À Cirey. 17 décembre.

Vous êtes le plus aimable ami, le plus exact et le plus tendre qu’il y ait au monde. Vous écrivez aussi régulièrement qu’un homme d’affaires, et vous avez les sentiments d’une maîtresse. Par quel remerciement commencerai-je ? J’accepte d’abord le valet de chambre écrivain, pourvu qu’il ne soit ni dévot ni ivrogne, deux qualités également abominables. Il copiera toutes mes guenilles, que je corrige tous les jours, et que je vous destine. J’ai envoyé à MM. de Pont-de-Veyle et d’Argental la tragédie en question[1], avec cette clause qu’elle serait communiquée à vous, mon cher ami, et à vous seul. Ainsi, lorsque vous voudrez, passez chez ce M, d’Argental, chez cette aimable et bienfaisante créature, qui ne cesse de me combler de ses bons offices. Á présent que cette pièce envoyée me donne un peu de loisir, revenons à Orphée-Rameau. Je lui avais craché de petits vers[2] pour un petit duo. On pourrait, en allongeant la litanie, faire de cela un morceau très-musical. C’est la louange de la musique ; on y peut fourrer tous ses attributs, tous ses caractères. Le génie de notre Orphée se trouverait au large.

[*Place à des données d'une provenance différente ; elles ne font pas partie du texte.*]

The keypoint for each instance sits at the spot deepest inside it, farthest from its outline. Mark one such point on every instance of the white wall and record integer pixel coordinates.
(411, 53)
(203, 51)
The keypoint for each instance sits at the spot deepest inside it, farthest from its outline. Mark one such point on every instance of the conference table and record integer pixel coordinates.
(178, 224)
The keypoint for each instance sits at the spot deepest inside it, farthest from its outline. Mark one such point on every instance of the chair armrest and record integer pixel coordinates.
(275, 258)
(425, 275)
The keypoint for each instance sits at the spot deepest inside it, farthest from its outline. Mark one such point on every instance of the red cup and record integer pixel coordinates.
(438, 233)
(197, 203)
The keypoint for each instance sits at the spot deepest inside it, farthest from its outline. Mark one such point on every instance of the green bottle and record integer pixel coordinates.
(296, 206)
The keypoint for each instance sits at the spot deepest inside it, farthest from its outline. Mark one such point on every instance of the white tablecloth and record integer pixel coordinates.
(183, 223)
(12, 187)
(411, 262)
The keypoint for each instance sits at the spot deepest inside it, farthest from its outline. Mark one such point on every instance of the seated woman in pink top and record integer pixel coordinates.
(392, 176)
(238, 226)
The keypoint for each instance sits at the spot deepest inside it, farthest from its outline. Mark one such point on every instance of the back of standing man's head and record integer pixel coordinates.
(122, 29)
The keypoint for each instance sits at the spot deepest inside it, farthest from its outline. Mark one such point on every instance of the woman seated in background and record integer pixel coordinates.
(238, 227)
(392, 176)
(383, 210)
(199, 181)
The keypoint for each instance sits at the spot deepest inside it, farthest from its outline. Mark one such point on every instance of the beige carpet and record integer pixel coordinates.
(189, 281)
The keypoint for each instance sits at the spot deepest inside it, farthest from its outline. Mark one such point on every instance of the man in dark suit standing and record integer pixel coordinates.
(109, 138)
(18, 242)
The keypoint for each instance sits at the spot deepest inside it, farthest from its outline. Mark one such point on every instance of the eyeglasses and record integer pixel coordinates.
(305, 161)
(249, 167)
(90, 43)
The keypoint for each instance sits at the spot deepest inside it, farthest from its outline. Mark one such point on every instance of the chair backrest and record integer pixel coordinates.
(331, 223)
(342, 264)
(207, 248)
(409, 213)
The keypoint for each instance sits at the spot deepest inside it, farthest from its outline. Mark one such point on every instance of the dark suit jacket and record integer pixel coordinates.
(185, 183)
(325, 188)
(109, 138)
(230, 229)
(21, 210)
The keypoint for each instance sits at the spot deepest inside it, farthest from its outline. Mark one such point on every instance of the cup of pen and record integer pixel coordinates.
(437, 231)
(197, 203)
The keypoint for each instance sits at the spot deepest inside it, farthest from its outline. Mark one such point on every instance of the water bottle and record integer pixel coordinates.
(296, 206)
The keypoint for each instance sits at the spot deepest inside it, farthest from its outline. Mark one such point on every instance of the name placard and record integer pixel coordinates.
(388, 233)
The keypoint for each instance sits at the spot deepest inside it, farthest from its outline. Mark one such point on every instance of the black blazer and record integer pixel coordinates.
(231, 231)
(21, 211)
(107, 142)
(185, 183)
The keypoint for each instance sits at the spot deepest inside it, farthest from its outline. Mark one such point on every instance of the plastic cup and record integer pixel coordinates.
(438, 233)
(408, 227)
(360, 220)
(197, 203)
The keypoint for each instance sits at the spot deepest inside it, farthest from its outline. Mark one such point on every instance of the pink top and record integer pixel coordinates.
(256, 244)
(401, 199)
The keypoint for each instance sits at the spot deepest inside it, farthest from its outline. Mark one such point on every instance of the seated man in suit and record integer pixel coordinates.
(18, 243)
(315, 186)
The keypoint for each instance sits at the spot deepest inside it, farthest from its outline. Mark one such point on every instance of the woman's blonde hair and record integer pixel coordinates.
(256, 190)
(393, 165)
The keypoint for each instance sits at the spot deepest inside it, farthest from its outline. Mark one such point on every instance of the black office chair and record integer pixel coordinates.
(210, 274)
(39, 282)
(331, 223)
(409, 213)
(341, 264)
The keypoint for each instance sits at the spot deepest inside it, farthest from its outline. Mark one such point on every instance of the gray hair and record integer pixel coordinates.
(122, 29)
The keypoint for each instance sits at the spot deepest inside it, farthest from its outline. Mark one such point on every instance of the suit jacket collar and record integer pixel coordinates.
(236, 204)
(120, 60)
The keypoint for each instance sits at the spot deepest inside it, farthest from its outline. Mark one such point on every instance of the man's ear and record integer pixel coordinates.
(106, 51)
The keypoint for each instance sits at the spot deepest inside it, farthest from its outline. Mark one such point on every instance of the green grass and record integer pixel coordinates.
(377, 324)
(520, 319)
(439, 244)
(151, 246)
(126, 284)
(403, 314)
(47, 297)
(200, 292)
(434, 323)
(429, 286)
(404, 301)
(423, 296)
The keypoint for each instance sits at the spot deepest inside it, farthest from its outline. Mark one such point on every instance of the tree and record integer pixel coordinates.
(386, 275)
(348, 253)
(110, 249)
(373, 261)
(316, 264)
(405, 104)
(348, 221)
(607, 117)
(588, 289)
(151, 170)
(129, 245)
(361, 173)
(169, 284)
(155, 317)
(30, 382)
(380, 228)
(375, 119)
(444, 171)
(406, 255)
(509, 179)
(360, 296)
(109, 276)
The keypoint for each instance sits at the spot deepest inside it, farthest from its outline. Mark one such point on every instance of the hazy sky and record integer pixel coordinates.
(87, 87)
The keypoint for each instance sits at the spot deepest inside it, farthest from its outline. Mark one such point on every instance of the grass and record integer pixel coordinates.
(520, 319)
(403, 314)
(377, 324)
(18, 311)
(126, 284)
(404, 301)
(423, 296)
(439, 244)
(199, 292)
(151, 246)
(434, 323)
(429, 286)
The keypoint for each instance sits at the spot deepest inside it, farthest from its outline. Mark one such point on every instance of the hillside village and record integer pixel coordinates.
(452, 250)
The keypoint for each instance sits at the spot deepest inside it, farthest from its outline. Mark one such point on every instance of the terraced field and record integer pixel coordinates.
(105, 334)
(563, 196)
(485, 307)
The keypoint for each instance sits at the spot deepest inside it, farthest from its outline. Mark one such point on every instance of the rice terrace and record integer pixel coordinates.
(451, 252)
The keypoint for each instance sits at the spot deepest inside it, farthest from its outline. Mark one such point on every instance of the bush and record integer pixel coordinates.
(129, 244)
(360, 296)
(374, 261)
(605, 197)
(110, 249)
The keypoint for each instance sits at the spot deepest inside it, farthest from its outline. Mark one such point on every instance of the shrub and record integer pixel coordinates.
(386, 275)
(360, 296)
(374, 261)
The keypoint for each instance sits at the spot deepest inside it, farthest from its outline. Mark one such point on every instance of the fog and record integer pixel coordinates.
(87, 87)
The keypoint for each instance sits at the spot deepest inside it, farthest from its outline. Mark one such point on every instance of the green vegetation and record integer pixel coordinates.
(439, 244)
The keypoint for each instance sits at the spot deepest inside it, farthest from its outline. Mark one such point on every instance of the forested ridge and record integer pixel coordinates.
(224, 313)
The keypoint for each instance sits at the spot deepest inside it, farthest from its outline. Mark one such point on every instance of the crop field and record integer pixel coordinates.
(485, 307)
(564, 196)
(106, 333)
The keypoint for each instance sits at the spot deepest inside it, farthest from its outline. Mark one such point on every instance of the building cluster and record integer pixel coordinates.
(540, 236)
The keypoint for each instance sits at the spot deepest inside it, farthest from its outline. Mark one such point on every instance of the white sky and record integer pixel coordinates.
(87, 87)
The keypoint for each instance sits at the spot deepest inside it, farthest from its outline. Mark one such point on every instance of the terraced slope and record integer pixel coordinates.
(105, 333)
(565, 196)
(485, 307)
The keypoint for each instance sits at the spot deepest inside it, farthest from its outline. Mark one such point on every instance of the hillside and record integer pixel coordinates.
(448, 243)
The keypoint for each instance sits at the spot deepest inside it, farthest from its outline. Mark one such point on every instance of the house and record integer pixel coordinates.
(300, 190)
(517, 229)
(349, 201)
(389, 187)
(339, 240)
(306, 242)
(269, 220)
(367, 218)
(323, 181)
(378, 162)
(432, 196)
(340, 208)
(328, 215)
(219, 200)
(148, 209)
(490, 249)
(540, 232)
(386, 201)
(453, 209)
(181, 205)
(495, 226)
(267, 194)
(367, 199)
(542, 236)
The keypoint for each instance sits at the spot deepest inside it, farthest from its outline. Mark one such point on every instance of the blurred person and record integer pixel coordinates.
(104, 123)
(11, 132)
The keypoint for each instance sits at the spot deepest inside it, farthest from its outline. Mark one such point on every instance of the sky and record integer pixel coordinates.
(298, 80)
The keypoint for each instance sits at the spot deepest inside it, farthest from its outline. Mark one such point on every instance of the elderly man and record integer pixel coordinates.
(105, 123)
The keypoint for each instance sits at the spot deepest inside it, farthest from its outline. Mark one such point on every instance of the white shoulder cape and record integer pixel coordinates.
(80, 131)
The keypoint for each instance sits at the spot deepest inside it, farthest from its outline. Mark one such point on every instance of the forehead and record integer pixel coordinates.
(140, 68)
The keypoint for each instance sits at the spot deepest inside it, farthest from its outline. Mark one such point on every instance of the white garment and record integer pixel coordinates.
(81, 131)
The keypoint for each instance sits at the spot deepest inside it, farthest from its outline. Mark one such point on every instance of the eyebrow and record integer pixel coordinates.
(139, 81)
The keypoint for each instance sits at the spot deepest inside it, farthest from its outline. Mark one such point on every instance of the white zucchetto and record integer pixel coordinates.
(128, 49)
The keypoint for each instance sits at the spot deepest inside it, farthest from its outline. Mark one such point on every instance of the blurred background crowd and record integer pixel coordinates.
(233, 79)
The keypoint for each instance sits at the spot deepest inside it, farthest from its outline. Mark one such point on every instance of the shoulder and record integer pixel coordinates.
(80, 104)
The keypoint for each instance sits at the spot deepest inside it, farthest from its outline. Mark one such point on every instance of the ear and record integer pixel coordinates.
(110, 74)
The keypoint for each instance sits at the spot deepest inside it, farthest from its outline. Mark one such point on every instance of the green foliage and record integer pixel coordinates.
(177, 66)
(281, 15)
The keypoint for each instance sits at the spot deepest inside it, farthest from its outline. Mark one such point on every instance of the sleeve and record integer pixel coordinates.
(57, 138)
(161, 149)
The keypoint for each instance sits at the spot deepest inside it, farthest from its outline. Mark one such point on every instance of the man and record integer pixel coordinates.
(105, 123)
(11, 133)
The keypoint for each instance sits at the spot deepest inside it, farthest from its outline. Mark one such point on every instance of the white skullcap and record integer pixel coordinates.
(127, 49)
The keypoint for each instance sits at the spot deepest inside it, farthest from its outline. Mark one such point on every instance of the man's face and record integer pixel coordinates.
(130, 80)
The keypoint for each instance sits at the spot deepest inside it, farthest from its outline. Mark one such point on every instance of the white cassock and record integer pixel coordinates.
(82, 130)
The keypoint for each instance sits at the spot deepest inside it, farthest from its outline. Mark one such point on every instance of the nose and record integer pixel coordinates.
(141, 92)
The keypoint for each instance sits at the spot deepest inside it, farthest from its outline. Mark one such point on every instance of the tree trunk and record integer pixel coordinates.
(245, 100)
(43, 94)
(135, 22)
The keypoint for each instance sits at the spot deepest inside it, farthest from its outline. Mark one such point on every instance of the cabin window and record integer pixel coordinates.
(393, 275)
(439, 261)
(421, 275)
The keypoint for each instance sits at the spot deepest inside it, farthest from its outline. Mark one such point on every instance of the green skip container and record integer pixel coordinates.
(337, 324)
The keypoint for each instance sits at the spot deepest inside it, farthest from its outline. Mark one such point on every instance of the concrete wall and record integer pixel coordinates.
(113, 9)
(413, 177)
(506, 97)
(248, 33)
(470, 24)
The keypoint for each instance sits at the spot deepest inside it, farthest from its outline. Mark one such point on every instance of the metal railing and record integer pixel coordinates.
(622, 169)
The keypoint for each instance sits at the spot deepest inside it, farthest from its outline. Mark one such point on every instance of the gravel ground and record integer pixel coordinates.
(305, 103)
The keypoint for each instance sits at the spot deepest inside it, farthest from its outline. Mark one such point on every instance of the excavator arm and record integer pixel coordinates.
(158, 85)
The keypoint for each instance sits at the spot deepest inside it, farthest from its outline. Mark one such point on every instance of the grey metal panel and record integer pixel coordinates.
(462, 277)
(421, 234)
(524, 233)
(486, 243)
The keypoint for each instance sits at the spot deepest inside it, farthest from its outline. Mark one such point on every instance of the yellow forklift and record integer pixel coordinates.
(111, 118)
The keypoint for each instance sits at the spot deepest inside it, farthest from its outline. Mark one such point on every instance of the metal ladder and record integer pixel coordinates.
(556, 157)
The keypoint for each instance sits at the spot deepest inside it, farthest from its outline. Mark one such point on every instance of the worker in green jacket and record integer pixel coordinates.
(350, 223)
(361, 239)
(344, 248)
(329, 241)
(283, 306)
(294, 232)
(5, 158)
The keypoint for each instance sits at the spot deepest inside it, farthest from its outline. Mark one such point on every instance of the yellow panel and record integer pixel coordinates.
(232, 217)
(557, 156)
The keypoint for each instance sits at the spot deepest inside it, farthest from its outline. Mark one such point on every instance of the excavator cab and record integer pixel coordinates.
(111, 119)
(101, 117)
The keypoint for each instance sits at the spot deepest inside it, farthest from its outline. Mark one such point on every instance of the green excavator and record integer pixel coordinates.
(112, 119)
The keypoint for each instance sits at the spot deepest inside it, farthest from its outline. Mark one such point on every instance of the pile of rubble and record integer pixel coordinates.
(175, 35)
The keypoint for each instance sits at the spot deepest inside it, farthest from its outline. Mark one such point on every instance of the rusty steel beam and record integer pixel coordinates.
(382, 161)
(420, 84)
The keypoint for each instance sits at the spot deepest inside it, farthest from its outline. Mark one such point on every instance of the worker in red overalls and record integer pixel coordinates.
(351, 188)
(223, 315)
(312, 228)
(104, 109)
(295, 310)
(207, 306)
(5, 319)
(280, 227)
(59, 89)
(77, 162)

Je ferai de Samson tout ce qu’on voudra ; c’est pour lui (Rameau), c’est pour sa musique mâle et vigoureuse que j’avais pris ce sujet.

Vous faites trop d’honneur à mes paroles de dire qu’il y a trois personnages. Je n’en connais que deux, Samson et Dalila : car pour le roi, je ne le regarde que comme une basse-taille des chœurs. Je voudrais hien que Dalila ne fût point une Armide. Il ne faut point être copiste. Si j’en avais cru mes premières idées, Dalila n’eût été qu’une friponne, une Judith, p… pour la patrie, comme dans la sainte Écriture ; mais autre chose est la Bible, autre chose est le parterre. Je serais encore bien tenté de ne point parler des cheveux plats de Samson. Faisons-le marier dans le temple de Vénus la Sidonienne : de quoi le Dieu des Juifs sera courroucé : et les Philistins le prendront comme un enfant, quand il sera bien épuisé avec la Philistine. Que dit à cela le petit Bernard ? J’ai corrigé et refondu le Temple du Goût et beaucoup de pièces fugitives ; et malgré vos leçons, je suis à la bataille d’Hochstedt. Je passe mes jours dans les douceurs de la société et du travail, et je ne regrette guère que vous. Je voudrais être aussi bien auprès de Pollion que vous auprès d’Émilie.

  1. Alzire.
  2. Ils sont dans la lettre 532.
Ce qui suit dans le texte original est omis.